Europa se prepara para un cambio histórico en materia de emisiones referidas no a las salidas de escape, sino incluyendo partículas de neumáticos y de sistemas de frenado. La futura norma Euro 7, que entrará en vigor en 2027 para motores de combustión, también pondrá el foco en un enemigo silencioso: el desgaste de los neumáticos, responsable de unas 500.000 toneladas de partículas al año en el continente. Se trata de microfragmentos que contaminan el aire y las aguas subterráneas, un problema que se agrava con el auge de los vehículos eléctricos, más pesados y, por tanto, más abrasivos para las cubiertas.

Michelin respalda plenamente la iniciativa y afirma estar listo para cumplir con los límites en 2028 para sus nuevos productos y en 2030 para toda su gama. Sin embargo, el fabricante francés alerta sobre un punto crítico que podría condicionar el éxito de la norma: el método de medición que se adopte. “Si no es riguroso y representativo, se abrirá la puerta a neumáticos poco innovadores que pasen la prueba sobre el papel, pero contaminen en la carretera. No podemos permitir otro Dieselgate”, advierte Florent Menegaux, presidente del grupo francés.

Michelin quiere pruebas en carretera abierta
Michelin quiere pruebas en carretera abierta

Dos opciones: condiciones de carretera abierta o laboratorio

Actualmente, dos metodologías de control están sobre la mesa. El primero, defendido por Michelin y la industria europea, consiste en pruebas en condiciones reales de circulación, con mediciones fiables en carretera.

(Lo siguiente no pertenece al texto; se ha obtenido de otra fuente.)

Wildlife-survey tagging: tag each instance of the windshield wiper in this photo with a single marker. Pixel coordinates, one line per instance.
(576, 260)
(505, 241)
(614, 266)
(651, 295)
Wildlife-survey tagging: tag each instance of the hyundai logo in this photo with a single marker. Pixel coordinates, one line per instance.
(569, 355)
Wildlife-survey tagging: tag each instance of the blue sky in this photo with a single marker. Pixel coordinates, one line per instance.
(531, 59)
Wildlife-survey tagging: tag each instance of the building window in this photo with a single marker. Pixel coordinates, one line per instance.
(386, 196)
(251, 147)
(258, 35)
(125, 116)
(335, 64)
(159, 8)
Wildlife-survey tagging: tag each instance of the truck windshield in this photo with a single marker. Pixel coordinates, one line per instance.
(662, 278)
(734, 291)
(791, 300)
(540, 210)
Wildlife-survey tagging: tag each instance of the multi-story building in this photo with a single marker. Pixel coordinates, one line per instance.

Este sistema ha sido validado por el ADAC, el prestigioso club automovilístico alemán, y se aplica desde hace seis años. Frente a él, la alternativa es una prueba en laboratorio que simula el desgaste frotando el neumático contra una rueda abrasiva. Más simple y barata, es la opción que apoyan fabricantes como Bridgestone, pero presenta un problema: sus resultados no siempre se corresponden con la realidad. De hecho, según el ADAC, un 28% de los neumáticos analizados arrojan diferencias significativas entre ambos métodos.

Para Michelin, autorizar simultáneamente los dos sistemas sería un error estratégico que comprometería la transición ecológica europea. “Euro 7 es una buena norma, pero si no se aplica con rigor, se convertirá en un obstáculo inútil”, recalca Menegaux. El grupo recuerda que lleva dos décadas investigando la abrasión, con inversiones superiores a 100 millones de euros y logros como la reducción del 5% en emisiones entre 2015 y 2020, lo que evitó 100.000 toneladas de partículas. Además, un estudio reciente del ADAC confirma que sus neumáticos emiten un 26% menos que los de sus rivales directos.

Las negociaciones finales se están celebrando esta semana en Ginebra, en el marco de la CEPE/ONU. Europa debe decidir si apuesta por la transparencia y la innovación o por soluciones de compromiso que pongan en riesgo la credibilidad de su regulación ambiental.